Jason DaSilva : When I Walk
2013 | 85 minutes | U.S., India, Director in Attendance
Click Here For Tickets
Copresented by New York University’s Council for the Study of Disability
Sunday, October 20, 2013
4 ~ 6 pm
Linder Theater, American Museum of Natural History
79th and Central Park West
Seven years and 3,600 hours of footage after being diagnosed with multiple sclerosis, Jason DaSilva brings an intimate portrait of his own physical decline to the big screen with When I Walk. In a culture where disability is often simplified into a character trait he is disabled, she is disabled When I Walk asks about disability as a process. When do you become disabled in your journey from able-bodied? What are the pivotal moments indicating your life will never be as it once was? DaSilva’s story elegantly and tragically unfolds with the camera pointed ever inward. Harrowing but optimistic, his story reminds us of the beauty of fleeting moments, the importance of silliness, and the indomitable spirit of humanity.
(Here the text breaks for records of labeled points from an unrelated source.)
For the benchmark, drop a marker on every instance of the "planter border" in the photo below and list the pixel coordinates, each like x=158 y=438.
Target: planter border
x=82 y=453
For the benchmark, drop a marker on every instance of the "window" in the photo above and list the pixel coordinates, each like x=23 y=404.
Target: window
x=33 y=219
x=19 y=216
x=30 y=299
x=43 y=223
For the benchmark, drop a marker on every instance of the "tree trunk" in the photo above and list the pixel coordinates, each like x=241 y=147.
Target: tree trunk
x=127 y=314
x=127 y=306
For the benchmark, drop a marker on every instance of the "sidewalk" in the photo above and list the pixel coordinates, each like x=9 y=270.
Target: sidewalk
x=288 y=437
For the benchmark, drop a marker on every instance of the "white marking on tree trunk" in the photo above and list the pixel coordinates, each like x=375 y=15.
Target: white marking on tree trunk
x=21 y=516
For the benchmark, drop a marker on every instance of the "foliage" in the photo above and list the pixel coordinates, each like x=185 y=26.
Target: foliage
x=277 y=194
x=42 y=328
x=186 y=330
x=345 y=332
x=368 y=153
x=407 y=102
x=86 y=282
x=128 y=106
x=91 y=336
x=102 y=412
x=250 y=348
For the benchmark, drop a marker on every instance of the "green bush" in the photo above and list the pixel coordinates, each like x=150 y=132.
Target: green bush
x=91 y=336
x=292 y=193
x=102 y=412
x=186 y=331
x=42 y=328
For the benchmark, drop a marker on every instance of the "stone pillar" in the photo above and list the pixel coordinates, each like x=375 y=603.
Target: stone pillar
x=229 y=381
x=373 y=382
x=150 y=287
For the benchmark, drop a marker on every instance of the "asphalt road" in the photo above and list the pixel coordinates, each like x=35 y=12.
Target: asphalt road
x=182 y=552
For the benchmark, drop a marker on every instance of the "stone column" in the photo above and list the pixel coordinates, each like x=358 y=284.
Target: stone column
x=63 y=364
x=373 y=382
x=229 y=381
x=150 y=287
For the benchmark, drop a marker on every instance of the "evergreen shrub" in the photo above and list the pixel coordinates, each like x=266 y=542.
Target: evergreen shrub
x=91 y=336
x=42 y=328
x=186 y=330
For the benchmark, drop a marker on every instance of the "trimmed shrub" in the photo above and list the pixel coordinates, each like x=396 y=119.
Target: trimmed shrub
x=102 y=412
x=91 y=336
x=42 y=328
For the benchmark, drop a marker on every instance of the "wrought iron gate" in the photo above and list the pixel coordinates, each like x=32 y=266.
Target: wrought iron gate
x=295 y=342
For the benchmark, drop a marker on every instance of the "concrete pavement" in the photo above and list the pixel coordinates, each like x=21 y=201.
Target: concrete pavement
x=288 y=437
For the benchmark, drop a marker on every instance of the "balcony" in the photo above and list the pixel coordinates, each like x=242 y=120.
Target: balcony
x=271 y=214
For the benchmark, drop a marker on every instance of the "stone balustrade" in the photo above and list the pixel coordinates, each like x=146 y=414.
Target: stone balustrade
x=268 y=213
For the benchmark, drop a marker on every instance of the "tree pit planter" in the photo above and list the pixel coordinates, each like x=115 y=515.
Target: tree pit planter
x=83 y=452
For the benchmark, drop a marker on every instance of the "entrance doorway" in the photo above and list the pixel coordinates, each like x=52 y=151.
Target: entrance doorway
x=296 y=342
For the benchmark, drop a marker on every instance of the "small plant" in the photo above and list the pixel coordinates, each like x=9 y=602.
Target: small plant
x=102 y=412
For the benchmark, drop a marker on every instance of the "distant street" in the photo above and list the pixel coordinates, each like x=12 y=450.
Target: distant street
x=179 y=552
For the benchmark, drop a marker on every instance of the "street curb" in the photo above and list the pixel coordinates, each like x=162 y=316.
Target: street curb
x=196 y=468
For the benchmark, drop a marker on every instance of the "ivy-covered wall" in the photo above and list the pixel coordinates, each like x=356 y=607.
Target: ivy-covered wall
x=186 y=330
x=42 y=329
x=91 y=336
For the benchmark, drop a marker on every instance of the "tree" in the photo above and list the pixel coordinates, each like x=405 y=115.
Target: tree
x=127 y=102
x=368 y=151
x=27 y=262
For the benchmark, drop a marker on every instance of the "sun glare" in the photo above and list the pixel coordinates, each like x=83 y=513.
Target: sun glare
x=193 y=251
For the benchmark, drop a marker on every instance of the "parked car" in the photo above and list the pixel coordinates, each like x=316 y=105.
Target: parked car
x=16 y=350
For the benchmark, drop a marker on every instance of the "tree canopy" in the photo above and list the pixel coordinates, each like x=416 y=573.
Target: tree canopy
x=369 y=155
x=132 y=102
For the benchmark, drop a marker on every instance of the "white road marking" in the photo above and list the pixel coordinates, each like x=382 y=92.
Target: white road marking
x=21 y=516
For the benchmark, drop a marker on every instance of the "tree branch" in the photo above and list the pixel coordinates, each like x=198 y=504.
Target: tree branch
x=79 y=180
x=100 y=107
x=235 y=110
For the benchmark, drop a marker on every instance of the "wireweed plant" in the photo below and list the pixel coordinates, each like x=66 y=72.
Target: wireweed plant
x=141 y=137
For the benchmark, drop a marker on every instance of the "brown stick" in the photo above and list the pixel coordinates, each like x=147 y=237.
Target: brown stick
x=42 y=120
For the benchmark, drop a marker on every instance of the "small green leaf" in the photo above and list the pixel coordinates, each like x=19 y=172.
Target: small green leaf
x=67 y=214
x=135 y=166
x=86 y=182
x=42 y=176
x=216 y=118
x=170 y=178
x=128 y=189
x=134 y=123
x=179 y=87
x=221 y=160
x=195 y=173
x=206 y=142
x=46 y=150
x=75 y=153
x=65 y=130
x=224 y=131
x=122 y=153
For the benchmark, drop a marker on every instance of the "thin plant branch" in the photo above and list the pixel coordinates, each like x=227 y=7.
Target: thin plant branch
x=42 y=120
When I Walk is my personal journey, filming myself transforming from able-bodied to disabled over seven years. Obviously, the main reason why I started this project was to document my progression. When I first started this journey, I found there to be a deficit in films that explored the social model of disability. Most often, media around disability is created under the guise of the more traditional medical model. As an artist and media practitioner, I felt it important to honestly portray my thoughts and emotions, and not only the physical transformation. – Jason DaSilva | Director, When I Walk
Darrin Martin : Video Shorts
Screening and Conversation with The Artist
Sponsored by the Council for the Study of Disability at New York University
Friday, September 6, 2013
2 ~ 3:30 pm
Department of Media, Culture, and Communication
East Building Room 712
Photo ID required to enter building.
Darrin Martin is an artist and educator. He is currently Associate Professor and Graduate Advisor in the interdisciplinary Art Studio program at the University of California at Davis. Through video, sculpture, and installation, his work engages with notions of perception and synesthesia as ways to examine the limits of certainty. Martin explores tactility, architecture, sonic analogies, and audio descriptions as methods to unearth an array of subjective interpretations. His videos have screened internationally at festivals and art institutions, such as New York’s Museum of Modern Art, Pacific Film Archives, Impakt Festival, European Media Art Festival, and SF Camerawork. His installations have exhibited at venues including The Kitchen in New York and most recently at Krowswork Gallery in Oakland, CA and at The Center for Contemporary Art in Sacramento.